L’inscription de l’Algérie sur la liste européenne des pays à haut risque de blanchiment d’argent en juin 2025 a déclenché une vague de réformes législatives. Parmi les mesures adoptées par le gouvernement figure un projet de loi renforçant la lutte contre le blanchiment d’argent et le financement du terrorisme, approuvé hier par le Conseil des ministres sous la présidence d’Abdelmadjid Tebboune.
Cette nouvelle réglementation suscite des interrogations légitimes chez les détenteurs de comptes devises. Leurs avoirs sont-ils menacés ? La réponse est nuancée : si aucune confiscation n’est prévue, les conditions d’utilisation de ces comptes évoluent considérablement.
En effet, la Commission européenne et le Groupe d’action financière (GAFI) ont pointé des lacunes stratégiques dans le dispositif national algérien de lutte contre le blanchiment d’argent. Conséquence directe : cette évaluation contraint désormais les institutions financières européennes à appliquer des mesures de vigilance renforcées pour toute transaction impliquant des entités algériennes.

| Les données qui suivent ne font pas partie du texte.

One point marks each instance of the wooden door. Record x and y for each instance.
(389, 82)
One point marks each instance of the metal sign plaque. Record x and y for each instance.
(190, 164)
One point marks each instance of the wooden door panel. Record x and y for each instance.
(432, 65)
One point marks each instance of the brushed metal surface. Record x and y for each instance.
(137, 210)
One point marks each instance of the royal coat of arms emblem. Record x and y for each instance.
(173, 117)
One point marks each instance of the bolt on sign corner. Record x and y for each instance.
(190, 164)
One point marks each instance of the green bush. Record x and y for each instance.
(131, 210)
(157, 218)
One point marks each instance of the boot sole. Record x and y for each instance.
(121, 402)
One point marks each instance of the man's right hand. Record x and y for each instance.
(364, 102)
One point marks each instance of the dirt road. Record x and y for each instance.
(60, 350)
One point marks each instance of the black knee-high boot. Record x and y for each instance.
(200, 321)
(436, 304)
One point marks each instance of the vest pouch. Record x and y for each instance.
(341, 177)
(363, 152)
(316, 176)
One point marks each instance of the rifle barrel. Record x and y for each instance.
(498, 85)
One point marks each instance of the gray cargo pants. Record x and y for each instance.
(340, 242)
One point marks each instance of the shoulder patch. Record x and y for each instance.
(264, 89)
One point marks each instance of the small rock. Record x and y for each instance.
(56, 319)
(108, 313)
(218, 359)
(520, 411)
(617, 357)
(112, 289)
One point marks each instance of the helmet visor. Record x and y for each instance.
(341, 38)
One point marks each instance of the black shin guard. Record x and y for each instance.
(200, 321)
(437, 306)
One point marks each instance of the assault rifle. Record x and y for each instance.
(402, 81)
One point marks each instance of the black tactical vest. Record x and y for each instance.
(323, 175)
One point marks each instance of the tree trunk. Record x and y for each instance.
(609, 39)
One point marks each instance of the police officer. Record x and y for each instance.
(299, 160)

Face à cette pression internationale, Alger a accéléré l’adoption de réformes pour sortir de cette liste et de la “liste grise” du GAFI. Le plan d’action national 2024-2026 prévoit ainsi le renforcement du cadre législatif, la montée en compétence des institutions et une coopération internationale accrue.
Un contrôle renforcé sans suppression des comptes
La nouvelle législation ne supprime pas les comptes devises ni ne prévoit leur confiscation systématique. Les particuliers et entreprises respectant la réglementation conservent l’accès à ces comptes. Toutefois, les modalités de fonctionnement changent radicalement.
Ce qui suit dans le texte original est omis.